From my home on Vancouver Island in Canada’s Caribbean to Alaska’s Emerald Isle. Islands of salmon, bears, warming currents, and independent spirits.
As a participant in the Bouchercon Authors in the Schools program, I learned during the orientation to stock up on fresh produce for gifts. Two sugar-baby watermelons, a bag of apples, ginger root, an avocado, and bananas rode in my pack. Soon after the prop plane touched down, I noticed a large supermarket. Everything arrives by container ship. Dial Costco, and your order’s boxed. How much more expensive? If you have to ask....
Kodiak Island is America’s largest island and the first in the Aleutian chain. Kodiak (the city) has only one hundred miles of paved road, though that doesn’t deter the use of radar detectors.
I was billeted at lovely Sprucehaven B and B, run by Dr. Bob and Marian Johnson. Dr. Bob and his father before him had been taking care of Kodiak since 1938. The Johnsons described how the tsunami after the 9.1 earthquake in 1964 decimated the coastline and destroyed several native villages. The fourth and largest wave crested at 35 feet above mean low tide. Had the tide been high, the damage would have been even more catastrophic. Kodiak took an earlier blow in 1912 when Mt. Novarupta on the peninsula erupted and covered the town with ash for three terrifying days. People ran amok, imagining the end of the world. And more recently, who doesn’t remember the Exxon Valdez, sinking in 1989 in nearby Prince William Sound? Citizens pitched in to save the wildlife and clean the beaches.
That night, after a sumptuous Alaskan crab-leg dinner, Dr. Bob took me to balalaika practice. Russian culture runs deep here, even though only one of the musicians had Soviet roots. Some strummed various sizes of balalaikas, others had lutes, and the two white-haired Dorothies and I played clackers and rattles and sang along. In the improvised songbook, some words appeared only in phonetic Russian. Typical of a brutal climate, lyrics often displayed a nostalgia for blossoming trees and their sweet fruits.

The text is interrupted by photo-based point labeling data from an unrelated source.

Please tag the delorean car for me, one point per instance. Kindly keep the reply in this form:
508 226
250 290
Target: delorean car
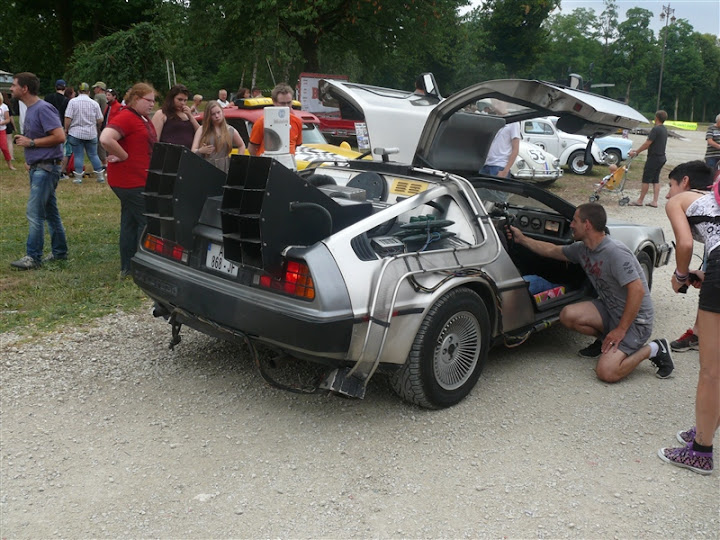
400 268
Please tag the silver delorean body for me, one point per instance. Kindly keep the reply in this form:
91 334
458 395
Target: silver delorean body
375 266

The next day at the high school, a stuffed bruin in a glass case greeted me. I spoke to two English classes, who were reading Lord of the Flies (“Kill the pig!”), and an environmental group. I described the ecological disaster and historic regreening in my former region, Sudbury, the Nickel Capital, where for nearly one hundred years the land was raped, burned, and reduced to black rock. They told me about the Pebble Mine project 225 miles southwest of Anchorage, where a Canadian company planned to start the world’s largest strip mine in quest of over twenty-six million ounces of gold. Despite the company’s assurances in their expensive propaganda (Jobs! Grow with us, Alaska!) about safety procedures, “accidental” spills can happen on mine sites. Citizens were massing to protect their precious salmon resource as well as preserve two adjacent national parks.
The librarian, Laurie Madsen, was a strong advocate for reading at the school. A list of formerly banned books led the display, and many classrooms had a sign on the door with the teacher’s name and the book he or she was currently reading.

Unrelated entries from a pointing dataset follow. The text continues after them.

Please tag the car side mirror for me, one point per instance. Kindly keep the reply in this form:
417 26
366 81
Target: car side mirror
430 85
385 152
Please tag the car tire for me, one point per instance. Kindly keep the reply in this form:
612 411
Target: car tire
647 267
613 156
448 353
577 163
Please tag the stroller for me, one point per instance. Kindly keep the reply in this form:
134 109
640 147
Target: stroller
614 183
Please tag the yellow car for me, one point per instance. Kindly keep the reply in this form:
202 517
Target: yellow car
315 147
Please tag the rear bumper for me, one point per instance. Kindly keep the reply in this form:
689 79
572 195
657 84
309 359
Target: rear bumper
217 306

I spoke later at the college after a luscious meal of sushi and white king salmon at a restaurant run by Sun Myung Moon’s folk. At first, they had been greeted with suspicion, but the high quality of the food prevailed. Many ethnic groups are employed in the canneries, the town’s mainstay aside from tourism. Filipinos, Hawaiians, and Far Easterners cross the ocean to find work.
The next day I held a writing workshop. Twenty-one students attended, eager to tell me their favourite authors. Harry Potter topped the list, along with young-adult books. Several students had begun to create their own fantasy sagas. As a mystery author, I described my special interest in poisons, including the fact that common botanicals around the school (lily of the valley, monkshood, foxglove) could be fatal, and that ordinary potato sprouts could make someone very sick. For an assignment, they wrote a paragraph beginning with “When I entered the room, I knew that something was wrong,” happy to read their efforts aloud. One student described finding his brother hanging from the rafters. I hoped that this was not autobiographical.

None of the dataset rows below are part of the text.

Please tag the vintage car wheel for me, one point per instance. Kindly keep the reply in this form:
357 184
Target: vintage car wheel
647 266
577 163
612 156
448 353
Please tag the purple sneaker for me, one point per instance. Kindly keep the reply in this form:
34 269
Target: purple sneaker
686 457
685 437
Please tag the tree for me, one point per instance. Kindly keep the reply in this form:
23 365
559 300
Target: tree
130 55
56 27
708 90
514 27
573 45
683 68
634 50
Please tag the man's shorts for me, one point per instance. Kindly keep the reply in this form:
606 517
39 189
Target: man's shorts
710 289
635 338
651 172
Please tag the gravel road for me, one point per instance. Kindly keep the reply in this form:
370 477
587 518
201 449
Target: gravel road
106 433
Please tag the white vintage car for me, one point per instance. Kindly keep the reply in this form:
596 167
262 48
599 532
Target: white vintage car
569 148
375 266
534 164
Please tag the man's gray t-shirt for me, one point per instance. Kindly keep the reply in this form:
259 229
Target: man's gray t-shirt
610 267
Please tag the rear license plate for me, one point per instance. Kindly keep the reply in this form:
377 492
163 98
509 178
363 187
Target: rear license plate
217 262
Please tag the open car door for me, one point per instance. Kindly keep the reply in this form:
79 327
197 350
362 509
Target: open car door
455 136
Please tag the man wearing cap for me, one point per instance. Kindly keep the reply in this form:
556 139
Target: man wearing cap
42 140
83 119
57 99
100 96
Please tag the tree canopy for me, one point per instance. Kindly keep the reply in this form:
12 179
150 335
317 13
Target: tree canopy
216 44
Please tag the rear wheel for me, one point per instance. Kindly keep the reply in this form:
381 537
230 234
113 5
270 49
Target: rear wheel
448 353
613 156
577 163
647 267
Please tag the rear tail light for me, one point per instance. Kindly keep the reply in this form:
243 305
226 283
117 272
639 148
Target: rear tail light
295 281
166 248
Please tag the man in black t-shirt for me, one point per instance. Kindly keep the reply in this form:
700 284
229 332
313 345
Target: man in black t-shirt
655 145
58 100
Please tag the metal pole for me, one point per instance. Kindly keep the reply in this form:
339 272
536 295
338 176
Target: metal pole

Then my hostess Marian took me to the Baranov Museum, housed in the oldest Russian-era building in Alaska, a three-story log wonder. For one hundred years before the “Seward’s Folly” sale, the Russian and American trading companies shaped settlement and exploration in Alaska, cooperating in government, law, and social relations, an amazing feat. This building, originally a “magazin,” once warehoused furs for the corporation. Sea-otter pelts were most highly prized, and hung in the Baranov with river-otter and rabbit skins for a tactile comparison.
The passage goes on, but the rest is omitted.